The Productivity Commission’s inquiry into local government funding and financing is welcome, but it is concerning to see the Terms of Reference will constrain an objective assessment of all options, says Infrastructure New Zealand CEO Stephen Selwood
It is particularly disappointing that ‘asset recycling’ – the process of selling down public shareholding in one public asset in order to invest in another more valuable asset – has been precluded from the terms of reference, he adds.
“Asset recycling is enabling Australia to respond faster and much more effectively to their growth challenge than New Zealand.
“New South Wales alone will spend AU$14.7 billion on transport improvements this year compared to around $3 billion across New Zealand – twice what we are on a per capita basis.”
Selwood says it has been able to do this by selling down nearly $50 billion of underperforming assets in the last five years and using the proceeds to deliver heavy rail, light rail and roading, as well as urban redevelopment, schools and health investment.

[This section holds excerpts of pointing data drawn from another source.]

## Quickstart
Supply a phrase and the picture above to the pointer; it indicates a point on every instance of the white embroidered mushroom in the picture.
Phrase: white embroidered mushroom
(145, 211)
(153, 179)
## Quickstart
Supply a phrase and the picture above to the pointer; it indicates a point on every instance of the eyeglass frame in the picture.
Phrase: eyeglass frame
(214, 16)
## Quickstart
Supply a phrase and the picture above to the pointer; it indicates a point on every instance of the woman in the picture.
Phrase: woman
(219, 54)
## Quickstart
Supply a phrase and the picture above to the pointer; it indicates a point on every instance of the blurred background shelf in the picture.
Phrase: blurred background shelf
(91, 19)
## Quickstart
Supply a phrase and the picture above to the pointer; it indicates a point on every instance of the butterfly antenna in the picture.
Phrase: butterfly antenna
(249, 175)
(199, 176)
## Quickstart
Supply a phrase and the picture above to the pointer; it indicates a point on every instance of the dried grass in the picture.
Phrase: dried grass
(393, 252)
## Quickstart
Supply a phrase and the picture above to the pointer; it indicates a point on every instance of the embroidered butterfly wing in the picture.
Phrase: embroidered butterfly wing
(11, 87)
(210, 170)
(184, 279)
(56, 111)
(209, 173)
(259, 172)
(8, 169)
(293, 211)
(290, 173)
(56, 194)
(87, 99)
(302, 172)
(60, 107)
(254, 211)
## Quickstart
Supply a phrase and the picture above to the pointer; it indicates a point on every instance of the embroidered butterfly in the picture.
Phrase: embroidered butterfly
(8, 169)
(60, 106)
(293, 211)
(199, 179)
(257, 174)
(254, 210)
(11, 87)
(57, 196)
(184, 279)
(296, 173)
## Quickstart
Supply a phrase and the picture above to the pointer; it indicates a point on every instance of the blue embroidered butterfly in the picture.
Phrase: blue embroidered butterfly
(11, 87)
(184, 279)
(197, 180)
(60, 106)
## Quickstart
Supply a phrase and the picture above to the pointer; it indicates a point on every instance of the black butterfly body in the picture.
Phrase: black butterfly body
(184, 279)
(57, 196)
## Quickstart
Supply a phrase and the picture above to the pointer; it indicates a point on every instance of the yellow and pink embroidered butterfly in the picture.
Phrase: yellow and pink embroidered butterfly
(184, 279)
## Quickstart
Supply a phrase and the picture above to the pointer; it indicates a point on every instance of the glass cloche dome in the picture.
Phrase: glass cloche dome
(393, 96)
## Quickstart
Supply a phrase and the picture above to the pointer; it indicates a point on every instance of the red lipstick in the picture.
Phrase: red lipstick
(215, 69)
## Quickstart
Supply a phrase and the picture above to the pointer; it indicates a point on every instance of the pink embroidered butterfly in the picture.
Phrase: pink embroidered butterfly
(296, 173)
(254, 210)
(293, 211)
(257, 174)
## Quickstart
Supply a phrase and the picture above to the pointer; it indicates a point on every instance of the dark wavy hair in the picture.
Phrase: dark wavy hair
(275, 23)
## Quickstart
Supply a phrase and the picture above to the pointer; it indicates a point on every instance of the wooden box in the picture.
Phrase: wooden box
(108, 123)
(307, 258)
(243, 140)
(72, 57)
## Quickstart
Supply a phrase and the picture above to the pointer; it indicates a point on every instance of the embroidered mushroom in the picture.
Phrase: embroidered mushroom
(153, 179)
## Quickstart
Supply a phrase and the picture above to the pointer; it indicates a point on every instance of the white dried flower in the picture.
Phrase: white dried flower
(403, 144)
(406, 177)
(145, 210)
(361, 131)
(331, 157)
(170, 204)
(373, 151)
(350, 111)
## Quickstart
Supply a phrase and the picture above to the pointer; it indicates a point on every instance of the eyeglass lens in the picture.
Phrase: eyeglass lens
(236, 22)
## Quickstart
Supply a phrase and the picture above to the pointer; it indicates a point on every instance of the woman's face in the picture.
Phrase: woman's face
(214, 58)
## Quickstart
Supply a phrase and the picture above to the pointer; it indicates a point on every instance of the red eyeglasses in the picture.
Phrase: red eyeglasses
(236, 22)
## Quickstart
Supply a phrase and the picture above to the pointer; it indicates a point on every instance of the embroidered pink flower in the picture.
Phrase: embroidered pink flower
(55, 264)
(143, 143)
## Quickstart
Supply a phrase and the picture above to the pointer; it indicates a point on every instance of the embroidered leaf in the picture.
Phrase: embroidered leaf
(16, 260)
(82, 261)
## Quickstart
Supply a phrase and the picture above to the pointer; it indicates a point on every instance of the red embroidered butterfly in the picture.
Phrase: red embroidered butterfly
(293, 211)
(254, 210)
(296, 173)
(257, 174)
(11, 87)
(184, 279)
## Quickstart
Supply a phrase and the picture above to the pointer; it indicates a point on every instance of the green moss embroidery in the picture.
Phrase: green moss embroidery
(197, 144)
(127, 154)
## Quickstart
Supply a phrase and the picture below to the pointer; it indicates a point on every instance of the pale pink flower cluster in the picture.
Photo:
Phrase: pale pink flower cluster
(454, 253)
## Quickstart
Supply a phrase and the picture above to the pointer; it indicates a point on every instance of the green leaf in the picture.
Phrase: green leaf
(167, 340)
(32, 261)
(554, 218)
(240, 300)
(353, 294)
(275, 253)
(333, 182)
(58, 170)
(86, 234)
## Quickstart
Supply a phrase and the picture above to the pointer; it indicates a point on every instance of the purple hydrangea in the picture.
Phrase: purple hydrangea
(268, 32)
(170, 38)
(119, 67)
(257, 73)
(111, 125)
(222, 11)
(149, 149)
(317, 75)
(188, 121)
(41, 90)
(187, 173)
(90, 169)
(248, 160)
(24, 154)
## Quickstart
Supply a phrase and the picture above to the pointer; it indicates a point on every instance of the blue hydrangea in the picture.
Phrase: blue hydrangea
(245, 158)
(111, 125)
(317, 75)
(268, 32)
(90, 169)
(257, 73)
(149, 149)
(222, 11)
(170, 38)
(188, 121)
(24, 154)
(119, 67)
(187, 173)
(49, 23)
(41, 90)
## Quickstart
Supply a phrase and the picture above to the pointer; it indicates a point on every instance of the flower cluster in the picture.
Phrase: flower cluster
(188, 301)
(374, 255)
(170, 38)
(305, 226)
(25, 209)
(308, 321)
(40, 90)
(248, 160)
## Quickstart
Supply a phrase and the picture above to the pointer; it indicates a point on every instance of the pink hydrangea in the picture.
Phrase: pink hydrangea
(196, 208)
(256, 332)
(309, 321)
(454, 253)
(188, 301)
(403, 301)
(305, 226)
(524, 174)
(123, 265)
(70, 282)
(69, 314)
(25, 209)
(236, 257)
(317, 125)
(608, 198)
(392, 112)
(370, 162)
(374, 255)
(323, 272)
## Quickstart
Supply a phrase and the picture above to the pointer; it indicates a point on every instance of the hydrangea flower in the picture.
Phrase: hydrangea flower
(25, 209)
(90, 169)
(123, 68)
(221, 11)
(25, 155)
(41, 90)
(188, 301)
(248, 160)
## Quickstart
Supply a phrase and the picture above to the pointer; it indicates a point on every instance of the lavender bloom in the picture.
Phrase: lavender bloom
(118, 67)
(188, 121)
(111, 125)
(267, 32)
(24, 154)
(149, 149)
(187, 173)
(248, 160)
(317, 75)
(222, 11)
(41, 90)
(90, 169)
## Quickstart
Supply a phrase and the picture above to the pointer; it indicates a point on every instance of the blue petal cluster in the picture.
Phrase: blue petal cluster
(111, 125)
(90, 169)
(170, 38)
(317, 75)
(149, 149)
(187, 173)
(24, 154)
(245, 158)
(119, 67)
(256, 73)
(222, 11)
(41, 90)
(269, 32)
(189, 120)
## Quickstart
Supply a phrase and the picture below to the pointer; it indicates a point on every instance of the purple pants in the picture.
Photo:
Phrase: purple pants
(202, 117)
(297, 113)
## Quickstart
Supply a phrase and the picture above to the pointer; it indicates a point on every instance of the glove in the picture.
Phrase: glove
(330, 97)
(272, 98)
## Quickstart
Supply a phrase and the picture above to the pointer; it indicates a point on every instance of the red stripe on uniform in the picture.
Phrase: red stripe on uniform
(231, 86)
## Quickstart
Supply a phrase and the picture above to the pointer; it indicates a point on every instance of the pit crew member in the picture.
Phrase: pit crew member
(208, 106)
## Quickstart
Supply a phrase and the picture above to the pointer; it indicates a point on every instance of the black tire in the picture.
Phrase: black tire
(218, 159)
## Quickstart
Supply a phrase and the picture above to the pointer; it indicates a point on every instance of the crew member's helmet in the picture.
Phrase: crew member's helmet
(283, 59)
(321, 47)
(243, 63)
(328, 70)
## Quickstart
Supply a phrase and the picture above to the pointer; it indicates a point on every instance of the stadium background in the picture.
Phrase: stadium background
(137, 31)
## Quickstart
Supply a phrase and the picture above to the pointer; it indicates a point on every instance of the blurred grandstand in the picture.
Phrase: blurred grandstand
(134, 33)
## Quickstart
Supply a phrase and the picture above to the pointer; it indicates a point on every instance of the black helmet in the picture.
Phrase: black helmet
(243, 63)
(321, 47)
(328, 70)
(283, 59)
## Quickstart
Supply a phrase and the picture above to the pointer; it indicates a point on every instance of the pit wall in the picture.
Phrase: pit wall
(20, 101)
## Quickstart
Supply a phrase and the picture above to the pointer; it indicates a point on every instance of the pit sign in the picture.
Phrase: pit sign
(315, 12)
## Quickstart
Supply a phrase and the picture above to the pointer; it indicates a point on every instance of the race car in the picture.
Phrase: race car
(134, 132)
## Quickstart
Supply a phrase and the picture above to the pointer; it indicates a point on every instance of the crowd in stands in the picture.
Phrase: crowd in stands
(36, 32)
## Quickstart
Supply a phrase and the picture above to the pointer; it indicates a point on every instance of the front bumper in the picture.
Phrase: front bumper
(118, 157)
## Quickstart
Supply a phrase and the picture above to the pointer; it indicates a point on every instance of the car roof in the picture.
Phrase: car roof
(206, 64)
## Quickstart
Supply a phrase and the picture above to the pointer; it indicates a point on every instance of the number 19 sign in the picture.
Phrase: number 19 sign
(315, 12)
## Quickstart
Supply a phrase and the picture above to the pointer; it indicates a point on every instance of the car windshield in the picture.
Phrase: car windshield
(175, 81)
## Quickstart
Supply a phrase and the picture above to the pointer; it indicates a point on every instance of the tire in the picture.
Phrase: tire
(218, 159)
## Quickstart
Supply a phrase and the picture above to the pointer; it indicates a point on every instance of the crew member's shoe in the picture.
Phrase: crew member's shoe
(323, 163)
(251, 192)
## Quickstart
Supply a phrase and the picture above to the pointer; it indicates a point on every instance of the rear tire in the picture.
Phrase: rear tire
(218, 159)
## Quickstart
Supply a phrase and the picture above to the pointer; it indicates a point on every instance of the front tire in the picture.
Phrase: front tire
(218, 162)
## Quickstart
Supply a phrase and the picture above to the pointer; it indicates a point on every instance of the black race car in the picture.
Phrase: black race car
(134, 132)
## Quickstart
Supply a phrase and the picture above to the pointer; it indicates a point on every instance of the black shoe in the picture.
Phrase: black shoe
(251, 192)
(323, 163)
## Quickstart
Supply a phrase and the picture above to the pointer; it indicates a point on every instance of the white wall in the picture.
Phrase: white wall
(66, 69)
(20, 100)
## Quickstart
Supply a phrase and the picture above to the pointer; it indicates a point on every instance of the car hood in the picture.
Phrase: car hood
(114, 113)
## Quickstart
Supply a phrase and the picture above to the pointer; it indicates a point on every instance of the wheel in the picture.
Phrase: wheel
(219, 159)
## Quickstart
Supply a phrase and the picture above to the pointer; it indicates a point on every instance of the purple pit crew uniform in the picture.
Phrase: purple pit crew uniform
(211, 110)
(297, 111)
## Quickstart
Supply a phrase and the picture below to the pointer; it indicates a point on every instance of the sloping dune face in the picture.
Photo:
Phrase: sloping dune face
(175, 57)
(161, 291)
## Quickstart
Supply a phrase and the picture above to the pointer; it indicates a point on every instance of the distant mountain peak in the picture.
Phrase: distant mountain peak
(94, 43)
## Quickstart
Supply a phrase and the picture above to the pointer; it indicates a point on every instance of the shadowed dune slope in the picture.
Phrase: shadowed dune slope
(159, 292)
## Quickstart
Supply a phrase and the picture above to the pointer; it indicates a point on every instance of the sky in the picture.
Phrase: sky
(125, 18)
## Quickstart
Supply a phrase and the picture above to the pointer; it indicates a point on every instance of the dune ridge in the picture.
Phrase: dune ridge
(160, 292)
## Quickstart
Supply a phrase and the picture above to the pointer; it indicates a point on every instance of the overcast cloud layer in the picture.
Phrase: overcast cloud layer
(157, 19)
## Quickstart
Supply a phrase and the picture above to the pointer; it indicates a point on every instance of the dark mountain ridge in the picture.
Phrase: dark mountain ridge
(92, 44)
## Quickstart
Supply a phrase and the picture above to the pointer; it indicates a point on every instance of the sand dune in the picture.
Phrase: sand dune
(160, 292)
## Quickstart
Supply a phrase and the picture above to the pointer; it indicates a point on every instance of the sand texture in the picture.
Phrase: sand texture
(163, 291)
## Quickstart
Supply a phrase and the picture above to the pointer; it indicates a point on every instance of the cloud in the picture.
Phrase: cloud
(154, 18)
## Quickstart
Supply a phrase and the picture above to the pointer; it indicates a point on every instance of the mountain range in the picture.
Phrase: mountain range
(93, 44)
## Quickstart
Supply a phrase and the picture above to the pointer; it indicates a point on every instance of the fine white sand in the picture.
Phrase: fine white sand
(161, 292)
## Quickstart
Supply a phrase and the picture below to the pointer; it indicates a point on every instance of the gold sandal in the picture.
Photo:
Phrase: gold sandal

“With better services and fewer public funding constraints on development, the Aussies are addressing homelessness and deprivation whilst investing tens of billions in road and rail transport infrastructure.
“Research has shown the asset recycling programme in New South Wales has very high public support – 61%, with only 9% opposed – when people understand why the programme is in place and where the money is going.”
He believes high growth councils around New Zealand would provide a much better public service by selling down shareholdings in ports, airports or low performing assets and “recycling” the proceeds to invest in core transport and water.
“In Auckland, partial or full sale of Watercare would enable the council to release billions in capital to invest in storm water, floodwater and transport infrastructure and would allow the company to leverage its balance sheet to invest in water infrastructure to support growth.”
The opportunity cost of having public money tied up in non-essential services is worse congestion and a prolonged housing crisis, Selwood argues.
“If, for some reason, New Zealand is different than Australia and if advice from the OECD, World Economic Forum and others on good capital management is misplaced, the Productivity Commission is best placed to make that call.”
The same can be said for the rating of Crown and Maori land, he adds.
“It is extraordinary that the Crown considers councils to be core infrastructure providers, but will not pay them to deliver services to government assets like schools nor even take advice on the issue.
“It is encouraging that the government has launched this Inquiry, but given the constrained terms of reference that the Productivity Commission has been given, the potential outcomes of the study have been compromised at the outset,” Selwood says.